Дворец больше никогда не становился местом вакханалий. От случая к случаю Благодетель, желая отдохнуть от тягот власти, приказывал отвезти себя туда. Но его отдых всякий раз длился дня три-четыре, не больше: его не покидал страх, что в его отсутствие в столице созреет заговор. Управление страной не могло осуществляться без его постоянного надзора: а вдруг власть возьмет да и выскользнет из рук… В огромном летнем дворце остался лишь обслуживающий персонал. Когда смолк шум строительной техники и грохот железнодорожных вагонов, когда стихли отзвуки торжества в честь открытия дворца, окружающая природа вновь обрела покой, и опять расцвели орхидеи, а птицы свили себе новые гнезда. Жители деревни Сан-Херонимо вернулись к своим привычным делам и почти забыли о летнем дворце. И тогда невидимые индейцы медленно вернулись на свою покинутую территорию.
Первые приметы их присутствия были столь скромны, что никто на них даже внимания не обратил: шаги и шепот; силуэты, исчезающие среди колонн, отпечаток ладони на светлой столешнице. Потом стала понемногу исчезать еда из кухни, а из винного погреба пропадали бутылки. По утрам на кроватях было смято постельное белье. Слуги кивали друг на друга, но вслух об этом не говорили, ведь никто не хотел, чтобы этими странными происшествиями занялся дежурный офицер. Следить за всем дворцом не представлялось никакой возможности: пока слуги осматривали одну комнату, за стеной раздавались вздохи, но как только открывали дверь в соседнюю комнату, перед их взором были лишь развевающиеся занавески, словно кто-то только что прошел мимо, тронув их рукой. Возник слух, что дворец заколдован. Страх охватил даже солдат, и они перестали обходить здание ночным дозором; теперь охрана ограничивалась караульными, неподвижно стоявшими на посту с оружием в руках. Испуганные слуги уже не спускались в подвалы, а несколько помещений на всякий случай заперли на ключ. Люди обитали на кухне, а спали в одном из флигелей. Другая часть здания осталась без надзора и полностью перешла во власть бесплотных индейцев, поделивших дворцовые покои невидимыми линиями и хозяйничавших там, словно озорные духи. Индейцы сопротивлялись ходу истории, то приспосабливаясь к неизбежным переменам, то удаляясь в собственное измерение. Во дворце они обрели убежище: там они тихо предавались любви, рождались без пышных церемоний и умирали без слез. Они так хорошо изучили все дорожки этого мраморного лабиринта, что могли спокойно сосуществовать в одном пространстве с охранниками и со слугами, никогда не пересекаясь, словно живя в разных временны́х измерениях.

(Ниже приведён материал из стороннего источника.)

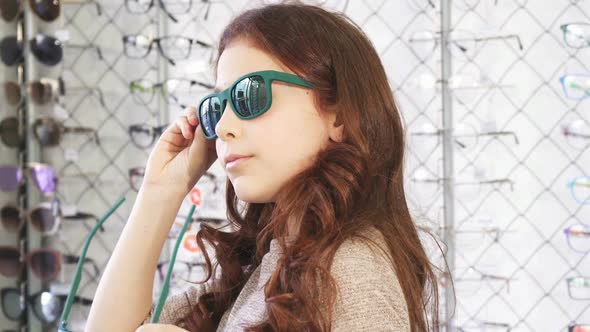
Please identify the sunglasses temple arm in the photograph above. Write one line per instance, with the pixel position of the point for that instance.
(165, 288)
(63, 326)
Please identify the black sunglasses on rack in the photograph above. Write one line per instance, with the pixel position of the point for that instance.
(170, 47)
(47, 307)
(46, 49)
(47, 10)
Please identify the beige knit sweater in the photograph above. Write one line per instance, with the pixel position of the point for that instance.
(369, 295)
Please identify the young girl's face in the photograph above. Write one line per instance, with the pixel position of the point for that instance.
(281, 142)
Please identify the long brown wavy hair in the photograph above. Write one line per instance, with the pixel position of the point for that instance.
(354, 184)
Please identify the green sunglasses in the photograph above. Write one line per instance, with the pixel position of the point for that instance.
(250, 96)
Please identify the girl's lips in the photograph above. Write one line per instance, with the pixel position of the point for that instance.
(235, 163)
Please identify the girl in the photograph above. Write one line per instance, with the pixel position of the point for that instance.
(305, 124)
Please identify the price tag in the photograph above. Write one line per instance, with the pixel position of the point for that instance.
(196, 196)
(189, 243)
(71, 154)
(68, 210)
(60, 112)
(62, 35)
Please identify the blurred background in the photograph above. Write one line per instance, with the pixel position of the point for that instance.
(498, 129)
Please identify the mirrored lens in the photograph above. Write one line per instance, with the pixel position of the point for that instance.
(11, 51)
(138, 6)
(12, 93)
(175, 48)
(11, 218)
(249, 96)
(211, 111)
(9, 261)
(9, 9)
(11, 303)
(47, 10)
(9, 132)
(45, 263)
(43, 219)
(47, 50)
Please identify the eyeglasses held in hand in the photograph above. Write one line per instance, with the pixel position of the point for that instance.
(63, 326)
(43, 176)
(578, 238)
(170, 47)
(47, 306)
(46, 218)
(576, 35)
(176, 91)
(578, 288)
(170, 7)
(144, 136)
(45, 263)
(580, 189)
(47, 10)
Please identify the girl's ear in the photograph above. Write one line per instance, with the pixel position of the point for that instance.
(335, 128)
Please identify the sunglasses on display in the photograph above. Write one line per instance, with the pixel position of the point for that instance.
(46, 218)
(47, 10)
(578, 238)
(47, 307)
(576, 35)
(170, 7)
(45, 263)
(46, 49)
(577, 133)
(43, 176)
(47, 131)
(175, 91)
(172, 48)
(575, 86)
(42, 91)
(250, 96)
(144, 136)
(580, 189)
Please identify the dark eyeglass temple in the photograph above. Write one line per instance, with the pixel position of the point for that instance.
(63, 326)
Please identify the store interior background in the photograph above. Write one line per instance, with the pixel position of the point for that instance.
(512, 162)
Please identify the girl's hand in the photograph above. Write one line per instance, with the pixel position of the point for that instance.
(180, 157)
(159, 328)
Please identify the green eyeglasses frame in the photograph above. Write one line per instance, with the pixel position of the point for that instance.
(268, 76)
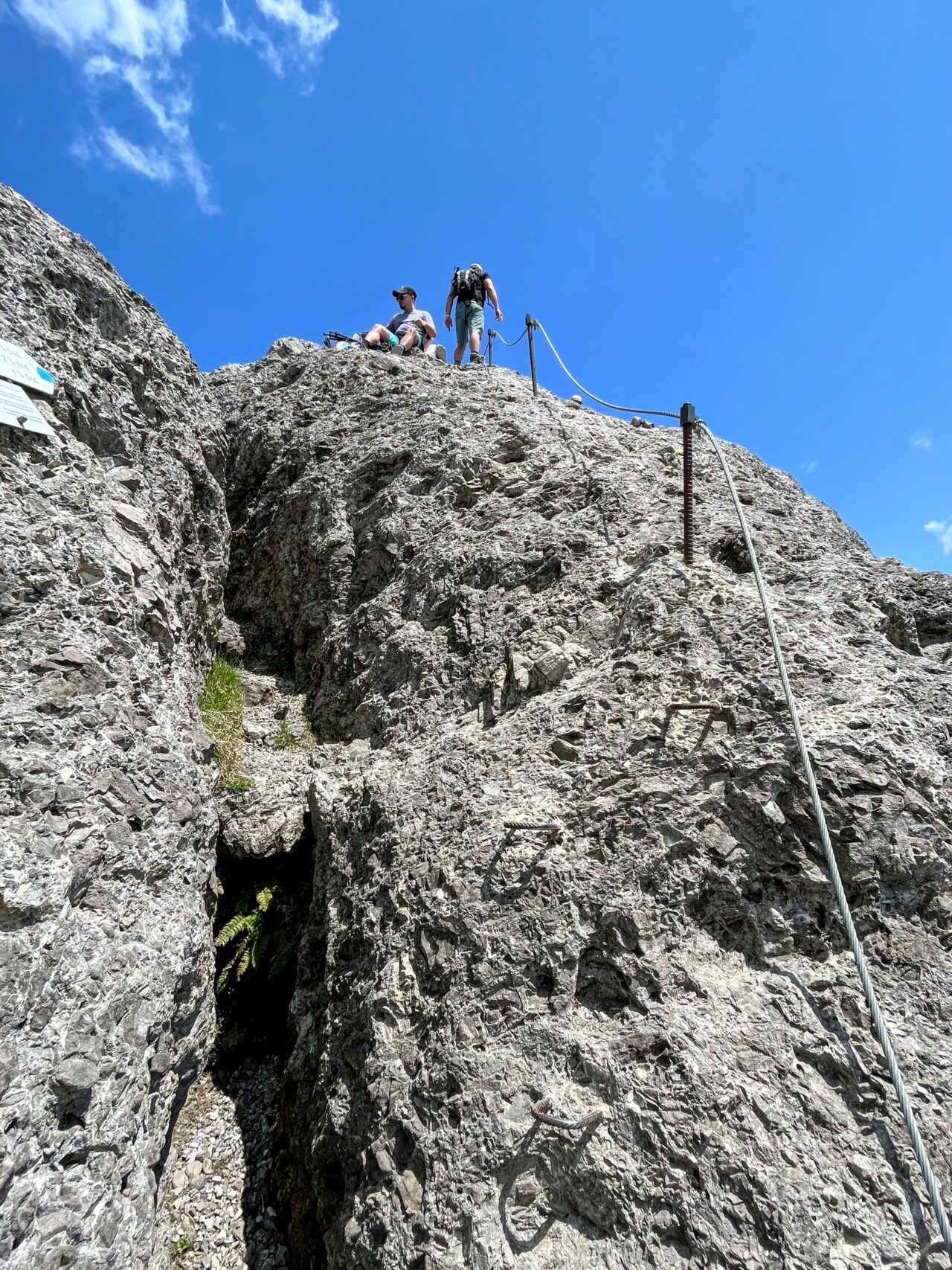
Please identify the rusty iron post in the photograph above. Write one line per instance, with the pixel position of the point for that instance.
(530, 325)
(687, 424)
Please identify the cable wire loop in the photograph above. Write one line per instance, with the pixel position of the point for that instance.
(508, 344)
(610, 405)
(842, 902)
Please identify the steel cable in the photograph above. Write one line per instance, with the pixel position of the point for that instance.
(495, 334)
(625, 409)
(878, 1022)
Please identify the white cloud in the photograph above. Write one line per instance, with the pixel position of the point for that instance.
(312, 30)
(943, 531)
(251, 37)
(129, 27)
(126, 154)
(136, 43)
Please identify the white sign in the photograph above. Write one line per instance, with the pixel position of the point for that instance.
(17, 365)
(18, 411)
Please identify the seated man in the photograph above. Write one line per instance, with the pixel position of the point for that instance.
(411, 328)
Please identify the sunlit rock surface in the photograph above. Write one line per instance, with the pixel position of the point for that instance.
(485, 602)
(115, 545)
(481, 600)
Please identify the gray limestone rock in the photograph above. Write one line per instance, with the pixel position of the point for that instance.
(111, 583)
(531, 880)
(485, 605)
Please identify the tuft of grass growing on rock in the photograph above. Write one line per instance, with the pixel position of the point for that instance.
(222, 709)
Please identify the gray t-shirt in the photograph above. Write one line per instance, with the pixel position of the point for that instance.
(402, 323)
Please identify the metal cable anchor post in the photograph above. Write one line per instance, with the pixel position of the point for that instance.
(688, 418)
(530, 328)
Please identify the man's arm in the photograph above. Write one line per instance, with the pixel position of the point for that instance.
(427, 325)
(492, 294)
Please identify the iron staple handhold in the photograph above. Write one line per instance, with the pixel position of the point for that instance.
(547, 826)
(542, 1109)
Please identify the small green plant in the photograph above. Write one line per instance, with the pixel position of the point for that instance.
(263, 935)
(181, 1248)
(222, 708)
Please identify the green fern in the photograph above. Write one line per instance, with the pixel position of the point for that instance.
(263, 935)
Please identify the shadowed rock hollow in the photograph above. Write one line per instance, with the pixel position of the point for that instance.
(483, 601)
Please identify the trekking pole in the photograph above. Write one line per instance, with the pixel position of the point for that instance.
(530, 325)
(687, 423)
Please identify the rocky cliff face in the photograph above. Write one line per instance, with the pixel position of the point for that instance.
(111, 582)
(485, 602)
(530, 879)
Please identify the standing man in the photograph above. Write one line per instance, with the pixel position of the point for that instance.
(470, 289)
(405, 330)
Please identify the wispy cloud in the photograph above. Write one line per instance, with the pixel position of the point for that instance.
(136, 46)
(311, 30)
(943, 533)
(251, 37)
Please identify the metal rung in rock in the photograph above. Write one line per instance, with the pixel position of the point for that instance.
(542, 826)
(542, 1112)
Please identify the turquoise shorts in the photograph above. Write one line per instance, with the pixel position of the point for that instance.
(395, 339)
(469, 318)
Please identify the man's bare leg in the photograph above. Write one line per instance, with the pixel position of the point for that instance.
(376, 334)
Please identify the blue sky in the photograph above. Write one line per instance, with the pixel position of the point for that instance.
(736, 202)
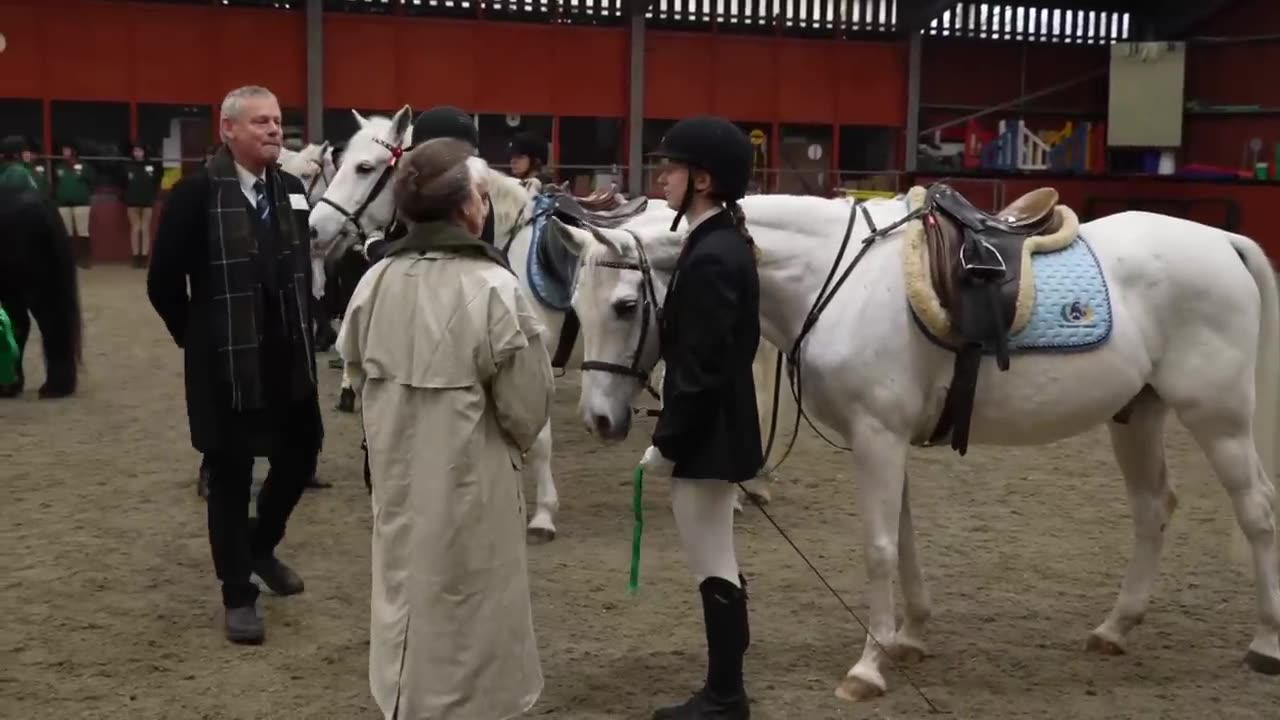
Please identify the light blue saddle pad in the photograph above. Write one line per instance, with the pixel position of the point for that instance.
(1073, 306)
(552, 265)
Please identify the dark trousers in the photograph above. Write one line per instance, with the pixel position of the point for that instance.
(234, 546)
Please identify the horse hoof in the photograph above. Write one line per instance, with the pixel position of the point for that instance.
(856, 689)
(347, 400)
(1102, 646)
(540, 536)
(1262, 664)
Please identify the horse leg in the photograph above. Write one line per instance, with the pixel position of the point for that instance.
(538, 463)
(55, 333)
(1232, 452)
(21, 320)
(1215, 400)
(347, 396)
(880, 468)
(1139, 447)
(908, 643)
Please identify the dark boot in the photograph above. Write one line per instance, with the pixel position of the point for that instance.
(347, 400)
(243, 625)
(277, 575)
(723, 696)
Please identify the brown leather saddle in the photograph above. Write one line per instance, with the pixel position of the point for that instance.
(976, 261)
(600, 201)
(970, 247)
(572, 208)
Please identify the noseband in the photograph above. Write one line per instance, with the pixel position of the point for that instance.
(649, 308)
(353, 218)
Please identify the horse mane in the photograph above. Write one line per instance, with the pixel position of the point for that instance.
(510, 199)
(662, 245)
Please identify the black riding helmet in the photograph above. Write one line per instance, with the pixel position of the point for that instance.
(713, 145)
(446, 121)
(528, 144)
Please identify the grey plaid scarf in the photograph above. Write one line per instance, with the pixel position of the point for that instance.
(238, 314)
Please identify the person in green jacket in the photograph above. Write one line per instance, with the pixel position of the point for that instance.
(36, 168)
(13, 173)
(73, 187)
(142, 182)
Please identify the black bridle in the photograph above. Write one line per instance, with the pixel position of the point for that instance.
(650, 314)
(353, 217)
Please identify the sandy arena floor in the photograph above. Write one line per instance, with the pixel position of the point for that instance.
(110, 607)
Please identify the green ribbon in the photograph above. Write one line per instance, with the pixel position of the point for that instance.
(8, 351)
(638, 527)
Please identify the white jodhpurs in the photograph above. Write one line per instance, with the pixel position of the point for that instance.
(704, 518)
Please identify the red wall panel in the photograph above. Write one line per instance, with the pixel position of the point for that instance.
(83, 59)
(792, 81)
(385, 62)
(22, 64)
(676, 82)
(982, 73)
(871, 82)
(149, 53)
(360, 63)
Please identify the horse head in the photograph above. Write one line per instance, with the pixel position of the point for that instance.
(621, 283)
(359, 199)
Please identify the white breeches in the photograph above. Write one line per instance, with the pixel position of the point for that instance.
(704, 518)
(140, 231)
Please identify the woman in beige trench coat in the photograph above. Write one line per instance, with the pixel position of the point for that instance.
(452, 367)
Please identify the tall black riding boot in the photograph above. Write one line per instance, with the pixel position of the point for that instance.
(723, 696)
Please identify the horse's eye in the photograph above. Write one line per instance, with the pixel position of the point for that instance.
(625, 308)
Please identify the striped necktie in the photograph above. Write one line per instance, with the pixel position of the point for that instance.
(264, 208)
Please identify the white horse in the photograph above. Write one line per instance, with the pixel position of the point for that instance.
(1194, 331)
(314, 165)
(359, 205)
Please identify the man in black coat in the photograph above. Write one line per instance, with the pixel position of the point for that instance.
(442, 121)
(237, 232)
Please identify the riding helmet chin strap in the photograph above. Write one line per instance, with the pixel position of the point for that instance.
(684, 204)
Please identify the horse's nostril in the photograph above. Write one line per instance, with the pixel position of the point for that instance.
(602, 424)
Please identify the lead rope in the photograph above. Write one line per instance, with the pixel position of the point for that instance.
(894, 665)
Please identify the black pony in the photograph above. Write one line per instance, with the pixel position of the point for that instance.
(37, 279)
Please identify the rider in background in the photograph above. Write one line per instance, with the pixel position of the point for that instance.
(708, 436)
(528, 155)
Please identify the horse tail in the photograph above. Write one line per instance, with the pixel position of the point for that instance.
(1266, 414)
(63, 285)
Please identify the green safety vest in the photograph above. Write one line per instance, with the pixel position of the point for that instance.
(8, 351)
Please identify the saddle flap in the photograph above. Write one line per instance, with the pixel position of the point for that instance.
(570, 208)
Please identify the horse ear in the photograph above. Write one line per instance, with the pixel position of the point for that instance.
(401, 123)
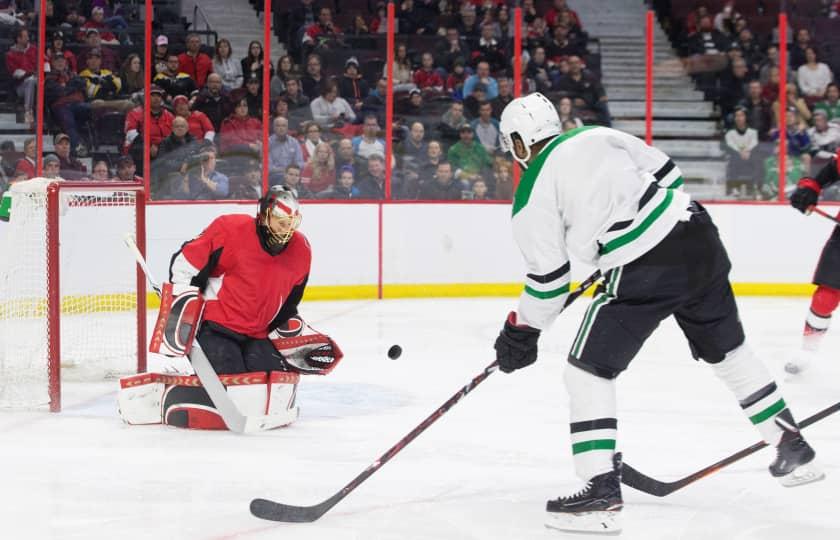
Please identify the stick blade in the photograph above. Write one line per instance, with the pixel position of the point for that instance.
(273, 511)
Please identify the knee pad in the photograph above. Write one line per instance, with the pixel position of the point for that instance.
(824, 301)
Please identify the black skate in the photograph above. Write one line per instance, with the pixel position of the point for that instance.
(594, 509)
(795, 464)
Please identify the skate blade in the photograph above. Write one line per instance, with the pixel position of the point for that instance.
(607, 523)
(804, 474)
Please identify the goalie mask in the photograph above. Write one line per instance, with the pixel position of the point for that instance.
(278, 219)
(532, 118)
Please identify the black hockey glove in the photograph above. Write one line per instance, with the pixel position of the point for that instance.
(516, 346)
(806, 195)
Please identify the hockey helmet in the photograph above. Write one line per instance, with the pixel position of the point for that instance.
(278, 219)
(533, 118)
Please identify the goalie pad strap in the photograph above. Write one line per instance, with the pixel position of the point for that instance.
(178, 318)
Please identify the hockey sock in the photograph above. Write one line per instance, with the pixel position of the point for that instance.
(759, 397)
(593, 423)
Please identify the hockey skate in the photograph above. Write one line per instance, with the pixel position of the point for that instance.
(594, 509)
(794, 464)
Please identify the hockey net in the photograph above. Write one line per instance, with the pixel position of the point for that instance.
(72, 300)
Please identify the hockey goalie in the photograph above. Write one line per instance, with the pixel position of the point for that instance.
(235, 289)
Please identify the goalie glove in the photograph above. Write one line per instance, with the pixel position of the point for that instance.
(181, 307)
(304, 349)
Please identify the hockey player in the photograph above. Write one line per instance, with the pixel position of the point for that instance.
(614, 202)
(242, 279)
(827, 279)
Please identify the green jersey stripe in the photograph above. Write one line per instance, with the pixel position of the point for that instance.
(629, 236)
(598, 444)
(545, 295)
(769, 412)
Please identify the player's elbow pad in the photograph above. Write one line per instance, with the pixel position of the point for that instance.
(181, 307)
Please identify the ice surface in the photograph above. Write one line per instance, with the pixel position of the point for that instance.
(483, 471)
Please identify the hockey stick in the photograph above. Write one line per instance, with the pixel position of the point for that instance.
(274, 511)
(234, 419)
(636, 480)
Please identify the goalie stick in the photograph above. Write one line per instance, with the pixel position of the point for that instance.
(274, 511)
(230, 413)
(636, 480)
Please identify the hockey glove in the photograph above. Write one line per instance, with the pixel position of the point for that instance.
(516, 346)
(806, 195)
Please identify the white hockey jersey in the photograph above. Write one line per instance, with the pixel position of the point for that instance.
(596, 193)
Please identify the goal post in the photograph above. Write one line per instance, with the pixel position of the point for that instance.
(71, 294)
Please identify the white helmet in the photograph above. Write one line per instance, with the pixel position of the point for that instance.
(534, 118)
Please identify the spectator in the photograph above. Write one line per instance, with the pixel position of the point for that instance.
(206, 183)
(798, 54)
(283, 151)
(794, 168)
(831, 103)
(71, 168)
(567, 113)
(468, 157)
(99, 83)
(314, 80)
(482, 75)
(732, 89)
(345, 156)
(214, 101)
(240, 131)
(372, 184)
(228, 69)
(291, 179)
(195, 63)
(26, 164)
(249, 185)
(22, 64)
(52, 167)
(453, 48)
(585, 90)
(490, 50)
(319, 172)
(758, 110)
(64, 94)
(452, 121)
(110, 59)
(126, 170)
(343, 188)
(285, 71)
(741, 147)
(311, 139)
(174, 81)
(426, 77)
(200, 127)
(161, 125)
(161, 54)
(798, 141)
(57, 46)
(455, 81)
(443, 186)
(100, 172)
(368, 142)
(825, 139)
(131, 75)
(486, 127)
(402, 70)
(352, 87)
(329, 110)
(813, 77)
(795, 101)
(252, 64)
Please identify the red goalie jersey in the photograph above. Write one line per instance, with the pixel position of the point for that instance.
(244, 287)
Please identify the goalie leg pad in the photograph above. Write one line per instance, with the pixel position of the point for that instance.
(178, 318)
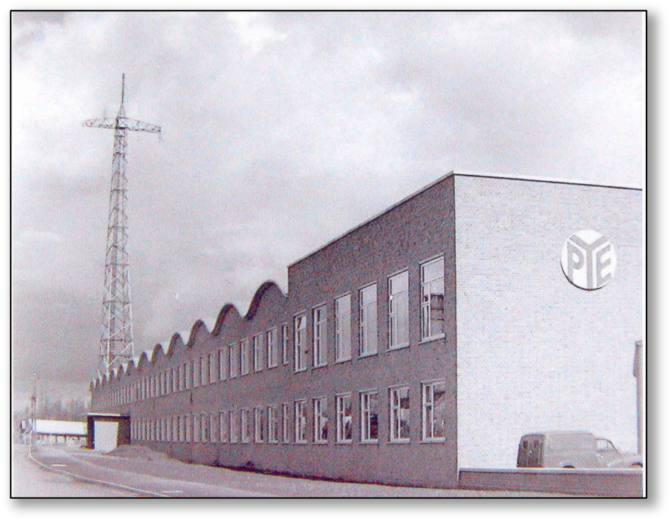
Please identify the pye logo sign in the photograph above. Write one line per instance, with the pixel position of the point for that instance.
(588, 260)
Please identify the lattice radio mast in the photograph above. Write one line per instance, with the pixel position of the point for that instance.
(116, 342)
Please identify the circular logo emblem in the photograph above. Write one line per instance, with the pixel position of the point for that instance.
(588, 260)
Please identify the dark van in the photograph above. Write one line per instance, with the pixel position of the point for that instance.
(571, 449)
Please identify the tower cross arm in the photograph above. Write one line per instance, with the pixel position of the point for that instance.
(122, 123)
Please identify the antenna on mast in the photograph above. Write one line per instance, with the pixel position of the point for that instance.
(116, 342)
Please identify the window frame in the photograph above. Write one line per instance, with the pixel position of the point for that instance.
(395, 421)
(368, 323)
(425, 312)
(320, 336)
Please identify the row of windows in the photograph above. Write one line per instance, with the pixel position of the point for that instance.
(272, 423)
(271, 348)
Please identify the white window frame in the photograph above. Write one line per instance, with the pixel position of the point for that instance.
(343, 328)
(398, 311)
(395, 409)
(258, 352)
(368, 322)
(273, 424)
(428, 417)
(285, 338)
(427, 334)
(320, 336)
(245, 357)
(233, 360)
(286, 423)
(342, 419)
(246, 429)
(259, 436)
(272, 343)
(366, 422)
(300, 343)
(223, 365)
(300, 421)
(320, 420)
(224, 428)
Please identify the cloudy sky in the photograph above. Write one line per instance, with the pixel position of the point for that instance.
(280, 131)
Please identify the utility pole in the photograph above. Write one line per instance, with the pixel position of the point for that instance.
(33, 410)
(116, 342)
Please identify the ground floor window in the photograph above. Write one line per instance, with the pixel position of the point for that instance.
(369, 417)
(399, 414)
(344, 433)
(433, 397)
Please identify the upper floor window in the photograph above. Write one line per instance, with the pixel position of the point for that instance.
(272, 348)
(233, 360)
(320, 420)
(258, 352)
(320, 343)
(398, 311)
(368, 320)
(343, 328)
(432, 299)
(245, 358)
(300, 343)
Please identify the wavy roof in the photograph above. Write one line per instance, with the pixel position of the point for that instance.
(213, 327)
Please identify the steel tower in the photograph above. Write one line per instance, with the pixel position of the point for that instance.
(116, 342)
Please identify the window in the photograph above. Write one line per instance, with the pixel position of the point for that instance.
(273, 424)
(369, 417)
(284, 344)
(273, 348)
(213, 372)
(245, 424)
(301, 422)
(320, 420)
(432, 299)
(398, 311)
(196, 373)
(433, 396)
(344, 432)
(233, 356)
(300, 343)
(320, 343)
(399, 404)
(187, 377)
(222, 365)
(343, 328)
(258, 352)
(223, 427)
(244, 357)
(259, 425)
(231, 426)
(286, 422)
(204, 370)
(368, 320)
(204, 427)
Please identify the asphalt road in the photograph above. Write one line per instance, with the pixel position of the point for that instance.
(49, 470)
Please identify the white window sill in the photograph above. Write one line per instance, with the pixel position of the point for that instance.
(432, 338)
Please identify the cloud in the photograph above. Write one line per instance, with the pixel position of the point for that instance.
(280, 132)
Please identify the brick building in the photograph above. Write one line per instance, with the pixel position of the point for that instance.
(427, 339)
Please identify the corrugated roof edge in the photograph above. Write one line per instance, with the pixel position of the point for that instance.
(465, 174)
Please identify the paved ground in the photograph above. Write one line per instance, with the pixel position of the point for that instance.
(136, 471)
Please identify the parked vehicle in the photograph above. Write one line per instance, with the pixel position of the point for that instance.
(572, 449)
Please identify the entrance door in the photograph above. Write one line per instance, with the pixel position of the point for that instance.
(105, 434)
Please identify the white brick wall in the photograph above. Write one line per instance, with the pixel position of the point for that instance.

Посол Либерман со своей супругой и многочисленным багажом спустился на берег с трапа корабля. Он привез всех своих собак, всю мебель, все книги, коллекцию грампластинок с записями опер и всевозможное спортивное снаряжение, включая парусную яхту. Он возненавидел эту страну с тех самых пор, как узнал о своем новом назначении. Либерман оставил пост советника-посланника в Вене из желания пойти на повышение по службе и стать послом, пусть даже в Южной Америке – этой странной земле, не вызывавшей у него ни малейших симпатий. Его супруга Марсия, напротив, переезду обрадовалась. Она была готова сопровождать мужа в его дипломатическом паломничестве, несмотря на растущую отчужденность между ними. Мелочи жизни ее не заботили, а рядом с мужем она пользовалась свободой. Ей нужно было выполнять лишь минимальные супружеские обязанности, а все остальное время она посвящала себе. По правде говоря, ее муж, слишком занятый службой и увлеченный спортом, едва обращал на нее внимание и вспоминал о жене лишь в ее отсутствие. Для Либермана супруга была необходимым аксессуаром в карьере: она придавала ему блеск на светских приемах и к тому же умела эффективно организовать его быт. Дипломат видел в Марсии верную спутницу жизни, но ему никогда и в голову не приходило поинтересоваться ее чувствами. Марсия изучала географические карты и читала энциклопедию, чтобы узнать все подробности о далекой стране их нового назначения. Она даже начала учить испанский язык. За те две недели, пока они пересекали Атлантику, женщина прочитала труды бельгийского естествоиспытателя и успела влюбиться в эту жаркую страну еще прежде, чем ступила на ее землю. Марсия обладала замкнутым характером: ей больше нравилось возделывать собственный сад, чем блистать на светских раутах, куда она была обязана сопровождать мужа. Женщина решила, что в этой далекой стране она будет свободна от условностей света и сможет всецело посвятить себя чтению, живописи и изучению природы.